Куинн довел двух судей постарше именно до того состояния, до которого и хотел довести, – до смущения и покорности его авторитету, однако судья Кернохан был не из таковых. «Это осел без проблеска культуры, но он знает смысл слов», – писал Куинн впоследствии Джойсу.
После того как судьи посовещались, Кернохан объявил, что Маргарет Андерсон и Джейн Хип виновны в нарушении законодательства о непристойности штата Нью-Йорк. Чтобы уберечь их от тюрьмы, Куинн заявил, что «Навсикая» – самая вызывающая глава в книге[1110], и все же судьи никак не могли решить, насколько серьезно следует наказать издательниц.
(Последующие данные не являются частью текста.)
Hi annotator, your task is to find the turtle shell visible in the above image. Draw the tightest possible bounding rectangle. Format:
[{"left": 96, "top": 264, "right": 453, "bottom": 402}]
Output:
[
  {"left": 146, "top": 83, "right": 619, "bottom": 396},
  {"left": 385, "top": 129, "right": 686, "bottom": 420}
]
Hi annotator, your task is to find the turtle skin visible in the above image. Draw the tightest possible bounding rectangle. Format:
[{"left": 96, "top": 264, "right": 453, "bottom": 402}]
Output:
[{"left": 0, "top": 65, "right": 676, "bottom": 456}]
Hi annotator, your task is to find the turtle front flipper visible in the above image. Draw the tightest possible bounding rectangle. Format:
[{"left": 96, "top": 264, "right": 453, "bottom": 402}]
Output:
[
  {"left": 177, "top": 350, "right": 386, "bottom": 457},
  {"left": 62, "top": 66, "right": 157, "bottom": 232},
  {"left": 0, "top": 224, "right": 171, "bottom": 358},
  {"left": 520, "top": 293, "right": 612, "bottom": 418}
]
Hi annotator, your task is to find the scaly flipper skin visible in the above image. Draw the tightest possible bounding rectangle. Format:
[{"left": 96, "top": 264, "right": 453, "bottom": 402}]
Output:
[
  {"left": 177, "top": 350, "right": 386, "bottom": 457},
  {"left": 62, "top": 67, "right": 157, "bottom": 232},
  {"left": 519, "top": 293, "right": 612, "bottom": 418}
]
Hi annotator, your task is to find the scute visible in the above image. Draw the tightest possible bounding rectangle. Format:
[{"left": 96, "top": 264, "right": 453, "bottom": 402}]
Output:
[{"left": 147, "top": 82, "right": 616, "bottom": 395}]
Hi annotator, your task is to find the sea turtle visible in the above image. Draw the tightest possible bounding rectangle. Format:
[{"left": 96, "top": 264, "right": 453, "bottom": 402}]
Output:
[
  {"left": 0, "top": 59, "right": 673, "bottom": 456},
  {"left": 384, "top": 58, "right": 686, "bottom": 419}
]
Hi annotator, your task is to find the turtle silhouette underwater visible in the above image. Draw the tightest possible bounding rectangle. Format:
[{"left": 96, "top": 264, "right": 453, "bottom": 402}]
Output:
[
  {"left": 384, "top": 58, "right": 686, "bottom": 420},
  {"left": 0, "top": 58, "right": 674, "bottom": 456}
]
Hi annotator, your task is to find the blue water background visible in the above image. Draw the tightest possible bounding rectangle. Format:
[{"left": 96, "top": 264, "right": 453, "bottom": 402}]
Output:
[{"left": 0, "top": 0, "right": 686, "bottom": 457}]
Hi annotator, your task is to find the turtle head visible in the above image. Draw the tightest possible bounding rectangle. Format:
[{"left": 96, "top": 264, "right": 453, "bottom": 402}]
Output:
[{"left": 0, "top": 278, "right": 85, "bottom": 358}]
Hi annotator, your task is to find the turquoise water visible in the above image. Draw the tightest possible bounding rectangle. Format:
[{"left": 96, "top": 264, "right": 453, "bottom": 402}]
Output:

Один из них спросил у Самнера, были ли ранее какие-то претензии к этому журналу. Самнер взглянул на Маргарет Андерсон – ее полные губы были ярко накрашены. Поняв, сколь многое поставлено на кон, он галантно запихал другие запрещенные номера под стопку бумаг перед собой[1111].
– Никаких, – ответил он.
Может, потому, что дамы впервые оказались участницами судебного процесса, или потому, что судьи проявили жалость к их недомыслию, но судья Макинерни вынес, по его собственным словам, «очень мягкий» приговор. Андерсон и Хип предстояло провести десять дней в тюрьме или выплатить штраф в 100 долларов – каковых у них почти наверняка не было[1112]. По счастью, одна из сидевших в зале суда дам, состоятельная Джоанна Форчун из Чикаго, спасла Андерсон и Хип от заключения, заплатив за них штраф[1113].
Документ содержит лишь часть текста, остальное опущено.